Cooked Food Allowed The Brain to Grow During it’s Evolution
If human beings had not invented cooking as a way of increasing the number of calories they consumed, they could only have supported the 86bn neurons in their big brains by spending an impossible nine hours or more each day eating raw food, according to a scientific paper published on Monday.
The research, the authors suggest, explains why great apes such as gorillas, which can have bodies three times the size of humans, have considerably smaller brains. Though gorillas typically spend up to eight hours feeding, their diet influenced an evolutionary tradeoff between body and brain size; supporting both big bodies and big brains would be impossible on a raw food diet.
The brain is so energy-hungry that in humans it represents 20% of the resting metabolic rate, even though it only represents 2% of body mass, suggest Professor Suzana Herculano-Houzel and Karina Fonseca-Azevedo of the Institute of Biomedical Sciences at the Federal University of Rio de Janeiro.
"Why are the largest primates not those endowed with the largest brains as well? Rather than evidence that humans are an exception among primates, we consider this disparity to be a clue that, in primateevolution, developing a very large body and a very large brain have been mutually excluding strategies, probably because of metabolic reasons."
Gorillas, they suggest, already live on the limit of viability, foraging and eating for 8.8 hours a day, and in extreme conditions increasing this to as much as 10 hours a day.
In contrast, humans' move to a cooked diet, possibly first adopted byHomo erectus, and their bigger brains yet smaller bodies, left spare energy which allowed further rapid growth in brain size and the chance to develop the big brain as an asset rather than a liability, through expanded cognitive capacity, flexibility and complexity.
"We propose that this change from liability to asset made possible the rapid increase in brain size that characterises the evolution of Homospecies, leading to ourselves.

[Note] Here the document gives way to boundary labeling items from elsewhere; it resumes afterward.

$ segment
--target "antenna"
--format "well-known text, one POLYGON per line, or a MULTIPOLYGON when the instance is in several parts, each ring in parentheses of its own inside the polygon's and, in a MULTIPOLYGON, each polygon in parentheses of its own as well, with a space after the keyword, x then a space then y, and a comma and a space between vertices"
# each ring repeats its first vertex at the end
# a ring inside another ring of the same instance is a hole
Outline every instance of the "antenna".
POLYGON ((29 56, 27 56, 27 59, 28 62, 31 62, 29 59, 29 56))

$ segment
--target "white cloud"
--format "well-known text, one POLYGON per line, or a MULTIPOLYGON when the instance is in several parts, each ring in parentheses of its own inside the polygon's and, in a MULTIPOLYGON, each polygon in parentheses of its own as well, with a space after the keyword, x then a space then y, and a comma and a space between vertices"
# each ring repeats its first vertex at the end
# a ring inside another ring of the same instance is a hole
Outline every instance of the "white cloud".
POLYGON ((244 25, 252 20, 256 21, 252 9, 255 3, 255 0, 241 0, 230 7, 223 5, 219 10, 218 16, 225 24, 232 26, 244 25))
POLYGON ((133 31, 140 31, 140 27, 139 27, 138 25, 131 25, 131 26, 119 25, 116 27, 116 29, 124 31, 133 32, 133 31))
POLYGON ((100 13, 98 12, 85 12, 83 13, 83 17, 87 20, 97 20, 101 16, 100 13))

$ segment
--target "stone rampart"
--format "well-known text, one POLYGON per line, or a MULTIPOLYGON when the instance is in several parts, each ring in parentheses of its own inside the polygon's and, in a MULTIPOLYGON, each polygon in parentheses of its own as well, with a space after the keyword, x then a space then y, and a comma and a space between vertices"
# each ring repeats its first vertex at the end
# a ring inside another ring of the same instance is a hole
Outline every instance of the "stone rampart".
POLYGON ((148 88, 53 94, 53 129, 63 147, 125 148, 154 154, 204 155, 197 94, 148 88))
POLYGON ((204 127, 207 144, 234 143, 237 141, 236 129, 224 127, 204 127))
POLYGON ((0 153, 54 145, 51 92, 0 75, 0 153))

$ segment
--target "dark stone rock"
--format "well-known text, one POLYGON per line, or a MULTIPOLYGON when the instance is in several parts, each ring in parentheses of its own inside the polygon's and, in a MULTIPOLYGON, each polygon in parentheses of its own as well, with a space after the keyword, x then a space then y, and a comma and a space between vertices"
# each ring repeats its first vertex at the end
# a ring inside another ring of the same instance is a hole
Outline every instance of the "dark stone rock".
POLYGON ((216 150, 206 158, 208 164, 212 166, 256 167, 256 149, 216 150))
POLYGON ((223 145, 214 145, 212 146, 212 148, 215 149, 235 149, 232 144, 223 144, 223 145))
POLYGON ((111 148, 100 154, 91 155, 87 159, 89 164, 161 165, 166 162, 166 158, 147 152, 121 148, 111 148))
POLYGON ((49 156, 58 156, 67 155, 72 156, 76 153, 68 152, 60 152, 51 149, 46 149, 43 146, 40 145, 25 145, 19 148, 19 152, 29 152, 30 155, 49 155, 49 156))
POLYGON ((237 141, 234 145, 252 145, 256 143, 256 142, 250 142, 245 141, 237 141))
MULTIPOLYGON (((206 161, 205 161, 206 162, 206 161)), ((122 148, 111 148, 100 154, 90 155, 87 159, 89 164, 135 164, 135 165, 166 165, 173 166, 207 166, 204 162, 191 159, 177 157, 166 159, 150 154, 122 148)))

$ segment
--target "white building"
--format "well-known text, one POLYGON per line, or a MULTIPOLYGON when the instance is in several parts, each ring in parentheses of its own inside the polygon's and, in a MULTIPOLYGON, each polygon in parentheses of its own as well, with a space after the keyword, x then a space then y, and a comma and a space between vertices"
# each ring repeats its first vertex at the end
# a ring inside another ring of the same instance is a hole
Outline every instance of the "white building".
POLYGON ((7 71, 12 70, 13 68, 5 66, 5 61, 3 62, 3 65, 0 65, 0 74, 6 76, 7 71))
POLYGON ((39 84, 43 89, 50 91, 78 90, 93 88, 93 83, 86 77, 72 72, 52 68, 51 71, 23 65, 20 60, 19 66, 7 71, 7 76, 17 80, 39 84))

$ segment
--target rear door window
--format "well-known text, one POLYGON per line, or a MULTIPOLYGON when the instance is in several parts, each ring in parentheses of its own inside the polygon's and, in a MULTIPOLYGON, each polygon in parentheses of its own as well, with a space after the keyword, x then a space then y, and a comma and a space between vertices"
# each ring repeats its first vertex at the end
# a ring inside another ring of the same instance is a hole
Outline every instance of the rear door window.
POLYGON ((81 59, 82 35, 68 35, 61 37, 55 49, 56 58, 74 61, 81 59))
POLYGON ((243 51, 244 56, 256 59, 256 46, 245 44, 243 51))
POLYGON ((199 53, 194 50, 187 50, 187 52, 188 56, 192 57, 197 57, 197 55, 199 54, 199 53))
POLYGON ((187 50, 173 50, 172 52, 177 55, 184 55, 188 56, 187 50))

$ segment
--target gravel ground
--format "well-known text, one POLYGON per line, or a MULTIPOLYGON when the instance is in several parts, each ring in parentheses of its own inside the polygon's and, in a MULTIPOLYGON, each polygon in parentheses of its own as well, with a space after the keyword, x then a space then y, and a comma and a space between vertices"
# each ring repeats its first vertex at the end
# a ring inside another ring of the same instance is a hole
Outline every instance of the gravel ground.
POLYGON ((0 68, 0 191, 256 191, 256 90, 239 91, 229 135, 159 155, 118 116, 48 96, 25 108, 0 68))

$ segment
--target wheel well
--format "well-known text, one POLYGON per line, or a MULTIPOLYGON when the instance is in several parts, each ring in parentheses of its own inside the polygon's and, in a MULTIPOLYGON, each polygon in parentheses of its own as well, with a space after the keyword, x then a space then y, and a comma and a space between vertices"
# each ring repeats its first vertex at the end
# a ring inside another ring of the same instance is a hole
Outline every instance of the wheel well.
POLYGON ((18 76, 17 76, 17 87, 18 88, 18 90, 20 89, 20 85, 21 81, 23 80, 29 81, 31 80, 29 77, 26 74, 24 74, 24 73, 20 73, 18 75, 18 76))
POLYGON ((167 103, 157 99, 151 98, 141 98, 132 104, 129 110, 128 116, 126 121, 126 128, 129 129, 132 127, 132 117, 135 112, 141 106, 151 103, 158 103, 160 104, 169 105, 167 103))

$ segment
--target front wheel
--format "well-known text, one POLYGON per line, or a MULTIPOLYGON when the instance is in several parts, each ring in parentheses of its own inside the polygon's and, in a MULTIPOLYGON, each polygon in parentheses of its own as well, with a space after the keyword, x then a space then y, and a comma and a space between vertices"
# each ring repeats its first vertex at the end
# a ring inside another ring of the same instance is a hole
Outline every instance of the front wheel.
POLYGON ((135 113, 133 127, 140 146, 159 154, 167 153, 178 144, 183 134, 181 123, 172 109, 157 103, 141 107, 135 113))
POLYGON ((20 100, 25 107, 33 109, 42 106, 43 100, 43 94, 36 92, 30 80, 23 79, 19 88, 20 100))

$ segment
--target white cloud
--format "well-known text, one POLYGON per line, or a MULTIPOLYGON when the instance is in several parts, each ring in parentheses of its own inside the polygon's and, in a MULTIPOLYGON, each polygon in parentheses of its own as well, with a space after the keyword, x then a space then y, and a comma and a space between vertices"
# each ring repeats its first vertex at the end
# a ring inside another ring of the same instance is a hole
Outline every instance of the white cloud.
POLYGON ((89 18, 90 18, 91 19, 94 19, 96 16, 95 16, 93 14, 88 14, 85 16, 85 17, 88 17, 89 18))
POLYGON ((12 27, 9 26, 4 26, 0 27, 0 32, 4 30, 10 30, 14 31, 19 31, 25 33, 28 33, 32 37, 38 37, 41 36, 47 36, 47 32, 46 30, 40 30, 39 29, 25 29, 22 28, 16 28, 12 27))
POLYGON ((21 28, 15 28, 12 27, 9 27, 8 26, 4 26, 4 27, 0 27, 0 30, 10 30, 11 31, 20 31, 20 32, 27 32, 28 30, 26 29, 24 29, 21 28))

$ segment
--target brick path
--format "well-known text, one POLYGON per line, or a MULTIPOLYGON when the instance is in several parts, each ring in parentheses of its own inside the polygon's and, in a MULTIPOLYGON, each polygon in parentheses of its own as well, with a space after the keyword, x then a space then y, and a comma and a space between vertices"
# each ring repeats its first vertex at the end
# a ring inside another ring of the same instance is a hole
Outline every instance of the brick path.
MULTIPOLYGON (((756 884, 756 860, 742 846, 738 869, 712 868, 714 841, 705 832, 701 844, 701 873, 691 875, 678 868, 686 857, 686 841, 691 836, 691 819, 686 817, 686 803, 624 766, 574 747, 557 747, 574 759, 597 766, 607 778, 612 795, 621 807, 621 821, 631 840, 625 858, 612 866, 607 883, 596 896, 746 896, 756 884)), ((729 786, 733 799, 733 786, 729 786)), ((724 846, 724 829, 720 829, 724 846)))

We may thus owe our vast cognitive abilities to the invention of cooking – which, to my knowledge, is by far the easiest and most obvious answer to the question, what can humans do that no other species does?" Herculano-Houzel commented on the paper, published in the journal PNAS, the Proceedings of the Natural Academy of Sciences of the USA.
The paper builds on the earlier research by Richard Wrangham, a British primatologist, now professor of biological anthropology at Harvard University, who suggested the invention of cooking was a crucial point in human evolution.
Wrangham said he hoped later work would look at tradeoffs within the body allowing energy from smaller organs to be diverted to the brain – for instance our relatively small guts. "Human guts are about 60% of the expected size for a primate. The small size of human guts (combined with our having the same basal metabolic rate as any other primate, relative to body mass) means that we have some spare energy, which contributes to explaining how we can afford a relatively large brain. And the reason we have been able to evolve small guts is that we have been able to rely on eating our food cooked.”